Turkey’s Culture and Tourism Minister Mehmet Nuri Ersoy said Greece recently returned 1,055 ancient coins smuggled from Turkey during the first Turkey-Greece Culture Forum in Cappadocia earlier this month. The coins had been seized by Greek authorities in 2025 and identified as having been illegally removed from Turkey, according to a June 6 statement from the Turkish Culture and Tourism Ministry. The whole affair unfolded through ministries, forums, and official ceremonies, with ordinary people nowhere in the frame except as the public whose history gets managed by state institutions.

Who Controls the Past

Ersoy said the forum was formed to “strengthen cultural bridges between the two societies.” Greek Culture Minister Lina Mendoni was also present at the forum. The visit included a trip to the Tokali (Buckle) Church in Cappadocia, where the two ministers were able to “examine our cultural heritage sites” and review the status of the restoration work being done there, Ersoy said in a post to X/Twitter. The language is all about stewardship from above: ministers touring sites, ministries issuing statements, and heritage treated as a diplomatic asset to be handled by officials.
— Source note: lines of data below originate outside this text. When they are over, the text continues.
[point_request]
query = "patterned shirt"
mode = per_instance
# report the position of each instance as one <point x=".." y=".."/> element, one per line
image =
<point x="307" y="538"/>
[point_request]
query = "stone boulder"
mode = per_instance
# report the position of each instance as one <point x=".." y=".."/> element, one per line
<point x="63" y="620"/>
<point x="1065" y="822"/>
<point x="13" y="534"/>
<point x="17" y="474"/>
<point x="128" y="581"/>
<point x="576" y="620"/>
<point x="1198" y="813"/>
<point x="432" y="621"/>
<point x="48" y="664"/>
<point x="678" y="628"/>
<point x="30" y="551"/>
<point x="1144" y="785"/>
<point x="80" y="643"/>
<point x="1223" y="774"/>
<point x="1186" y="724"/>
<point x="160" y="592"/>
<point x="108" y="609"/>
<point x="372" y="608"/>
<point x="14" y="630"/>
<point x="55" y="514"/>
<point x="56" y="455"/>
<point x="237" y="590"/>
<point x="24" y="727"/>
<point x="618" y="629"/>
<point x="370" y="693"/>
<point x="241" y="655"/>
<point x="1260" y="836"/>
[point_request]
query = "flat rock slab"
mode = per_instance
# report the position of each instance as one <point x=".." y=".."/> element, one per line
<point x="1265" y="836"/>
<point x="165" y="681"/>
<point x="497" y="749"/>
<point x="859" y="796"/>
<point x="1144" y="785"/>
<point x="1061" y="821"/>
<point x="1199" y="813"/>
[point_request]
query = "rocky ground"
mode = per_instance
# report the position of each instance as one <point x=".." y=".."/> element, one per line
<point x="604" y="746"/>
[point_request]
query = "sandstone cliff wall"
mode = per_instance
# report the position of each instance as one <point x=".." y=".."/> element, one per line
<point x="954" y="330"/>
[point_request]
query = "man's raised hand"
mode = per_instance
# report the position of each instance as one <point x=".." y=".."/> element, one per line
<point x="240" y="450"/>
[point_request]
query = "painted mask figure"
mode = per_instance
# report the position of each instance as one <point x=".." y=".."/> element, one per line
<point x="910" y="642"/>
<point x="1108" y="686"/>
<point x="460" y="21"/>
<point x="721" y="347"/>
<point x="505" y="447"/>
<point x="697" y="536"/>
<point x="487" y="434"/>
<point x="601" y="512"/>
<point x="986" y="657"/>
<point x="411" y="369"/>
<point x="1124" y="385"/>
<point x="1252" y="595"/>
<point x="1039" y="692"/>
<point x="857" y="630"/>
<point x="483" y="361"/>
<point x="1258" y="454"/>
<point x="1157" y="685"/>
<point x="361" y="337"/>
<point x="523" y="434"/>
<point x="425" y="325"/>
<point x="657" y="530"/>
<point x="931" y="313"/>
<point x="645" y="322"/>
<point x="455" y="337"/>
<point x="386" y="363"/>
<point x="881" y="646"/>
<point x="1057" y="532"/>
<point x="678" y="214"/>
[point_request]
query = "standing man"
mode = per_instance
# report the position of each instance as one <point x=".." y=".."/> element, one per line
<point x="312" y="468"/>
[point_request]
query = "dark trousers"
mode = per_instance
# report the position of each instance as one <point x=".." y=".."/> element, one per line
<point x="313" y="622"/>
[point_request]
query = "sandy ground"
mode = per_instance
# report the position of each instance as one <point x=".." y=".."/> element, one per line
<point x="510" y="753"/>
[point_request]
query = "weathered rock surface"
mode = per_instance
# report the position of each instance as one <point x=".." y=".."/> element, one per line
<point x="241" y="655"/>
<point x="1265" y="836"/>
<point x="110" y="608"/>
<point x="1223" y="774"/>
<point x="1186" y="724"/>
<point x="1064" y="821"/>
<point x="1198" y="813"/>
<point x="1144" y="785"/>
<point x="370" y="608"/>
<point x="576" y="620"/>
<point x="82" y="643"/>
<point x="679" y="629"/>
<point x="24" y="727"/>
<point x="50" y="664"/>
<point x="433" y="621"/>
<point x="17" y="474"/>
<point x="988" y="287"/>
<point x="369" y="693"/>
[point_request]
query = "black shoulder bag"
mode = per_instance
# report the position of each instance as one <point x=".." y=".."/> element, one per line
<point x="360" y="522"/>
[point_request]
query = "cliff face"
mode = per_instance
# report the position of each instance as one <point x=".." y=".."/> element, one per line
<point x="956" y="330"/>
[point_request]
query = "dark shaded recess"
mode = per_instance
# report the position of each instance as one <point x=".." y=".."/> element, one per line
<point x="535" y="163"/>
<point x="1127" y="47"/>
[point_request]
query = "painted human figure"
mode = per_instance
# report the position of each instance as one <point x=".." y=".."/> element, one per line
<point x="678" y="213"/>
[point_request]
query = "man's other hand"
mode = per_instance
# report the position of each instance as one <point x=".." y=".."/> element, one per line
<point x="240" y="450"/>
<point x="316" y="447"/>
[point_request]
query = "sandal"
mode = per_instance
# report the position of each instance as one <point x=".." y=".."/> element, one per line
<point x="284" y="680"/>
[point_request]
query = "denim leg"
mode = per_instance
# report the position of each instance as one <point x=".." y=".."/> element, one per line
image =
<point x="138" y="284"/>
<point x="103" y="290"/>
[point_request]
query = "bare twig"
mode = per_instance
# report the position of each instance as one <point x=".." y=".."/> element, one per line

Mendoni said at the ceremony that the launch of the first Greece-Turkey Cultural Forum in Cappadocia, “a place of unique historical and cultural significance, where peoples, traditions, religions and civilizations have met for centuries, leaving an extremely dense and multi-layered imprint on the history of the wider region, lends special symbolism to our meeting today.” She said, “Culture is not just another area of bilateral cooperation. It is perhaps the deepest and most enduring field of communication between our societies.”

What They Call Cooperation

Mendoni also said, “History has brought our two peoples together for centuries, creating interactions, exchanges, shared experiences and mutual influences that have been imprinted in memory, art, architecture, language and the very cities and landscapes of the Eastern Mediterranean.” She added, “Its protection is not only a national obligation. It is a universal responsibility. It is an act of respect for historical memory and future generations.” The ceremony wrapped the language of universal responsibility around a process still controlled by state actors, with the public asked to admire the symbolism while the institutions decide what gets protected, returned, displayed, or negotiated.

The two ministers held several talks regarding future cooperation between the two countries in the field of culture and the fight against antiquities trafficking. Ersoy reaffirmed Turkey’s commitment to supporting Greece in its fight to return the Parthenon Statues from the United Kingdom, as well as any resolutions spearheaded by Greece regarding the return of artifacts to their home countries. He said Turkey’s support reflects the importance the country places on preserving cultural heritage within its historical and cultural context.

The Official Line on Heritage

Ersoy said combatting the illegal trafficking of antiquities “would be a gain not only for both countries but for humanity's shared memory and the scientific world as a whole.” That is the language of the apparatus: heritage framed as diplomacy, memory framed as a shared asset, and the movement of objects handled through state channels after seizure, identification, and formal return.

The return of the 1,055 coins came after Greek authorities seized them in 2025 and identified them as having been illegally removed from Turkey, according to the Turkish ministry’s June 6 statement. The forum in Cappadocia, held earlier this month, provided the stage for the handover and for the ministers’ talks about future cooperation. The facts are plain enough: the states seized, identified, negotiated, and ceremonially returned the coins, while presenting the process as a bridge between societies rather than a reminder of who gets to control cultural property in the first place.